Adicionalmente, hay que reconocer que hay empleadores que abusan, tal como hay dirigentes sindicales que abusan de sus cargos y de sus fueros -afortunadamente, en ambos casos  son las minorías-. En el caso de los empleadores, ha faltado a mi juicio una actitud más drástica frente a quienes abusan. Ellos deberían haber sido los primeros en sancionar.

¿Por qué se estigmatiza el tema sindicalización como algo malo?

La Sindicalización no es mala, pero debe ser siempre  una opción y no una imposición.  Esta se fortalece a través de Dirigentes Sindicales capaces, propositivos y con mirada de futuro. El imponer la Sindicalización a la fuerza es  a mi juicio una señal de desconfianza  en la capacidad de los actuales Dirigentes Sindicales de atraer gente en base a sus méritos y a la calidad de sus propuestas

Acá se han venido haciendo   una serie de reformas que apuntan a aumentar  la sindicalización, sin exigencia de mayores trámites formales. El chileno en general no es propicio a pertenecer a grupos, son independientes. Con esta propuesta de reforma  se les está forzando más allá de su voluntad.
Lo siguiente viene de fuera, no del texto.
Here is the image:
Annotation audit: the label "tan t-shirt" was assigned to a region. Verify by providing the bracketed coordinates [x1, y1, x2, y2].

Nuestras cifras de sindicalización varían entre 14, 15, 16% pero si se toman las cifras de la gente  sindicalizada, y la aplicas sobre la gente que realmente se puede sindicalizar, la tasa sube y llegamos a promedios de la OCDE. En empresas de menos de 8 personas no hay sindicatos, y en empresas de 10 tampoco porque la gente se entiende directamente con el empleador.  Ellos tienen una obsesión con que esté todo el mundo sindicalizado y eso es lo que están apostando, a llevarlos a la fuerza y eso se parece mucho más a países como China, Rusia o Corea del Norte, pero no a países desarrollados y donde opera un sistema de libertad y de búsqueda de entendimiento.

¿Qué país se puede mirar por sus buenas prácticas laborales?

Dinamarca. Si bien hay más sindicalización, las partes tienen una mirada distinta. Se trabajó en un modelo donde si bien había más flexibilidad para despido, había indemnización a todo evento y un sistema de capacitación para el que quedaba sin trabajo. Pero esa mirada que se planteó en uno de  los anteriores gobiernos de la Concertación se desechó porque a la CUT no le gustó. La pregunta es ¿Cuál es el compromiso del actual Gobierno  con los millones de trabajadores que no pertenecen a la CUT y que quieren poder seguir ejerciendo su derecho a tomar sus propias decisiones y que no se las tomen otros por ellos con el viejo “pretexto” de que así estarán más protegidos?

Tal como está la propuesta, ¿Cuánto podría afectar las cifras de empleo?

Hay que abrir el tema a qué es lo verdaderamente importante, es decir, a que haya mejores empleos, que seamos más productivos y que haya más capacitación. Esos 3 elementos son los que hacen que los salarios suban, eso lo vimos en el pasado. La receta está dada y su eficacia comprobada.  No tiene ninguna lógica tratar de aplicar la receta contraria. Si seguimos en este camino, el desempleo puede subir medio punto o más. Lo que me sorprende es que, habiendo una receta que funciona, se está haciendo una totalmente contraria, anticuada y que  ha demostrado ser un fracaso en todos los países que la han aplicado como Cuba o Corea del Norte.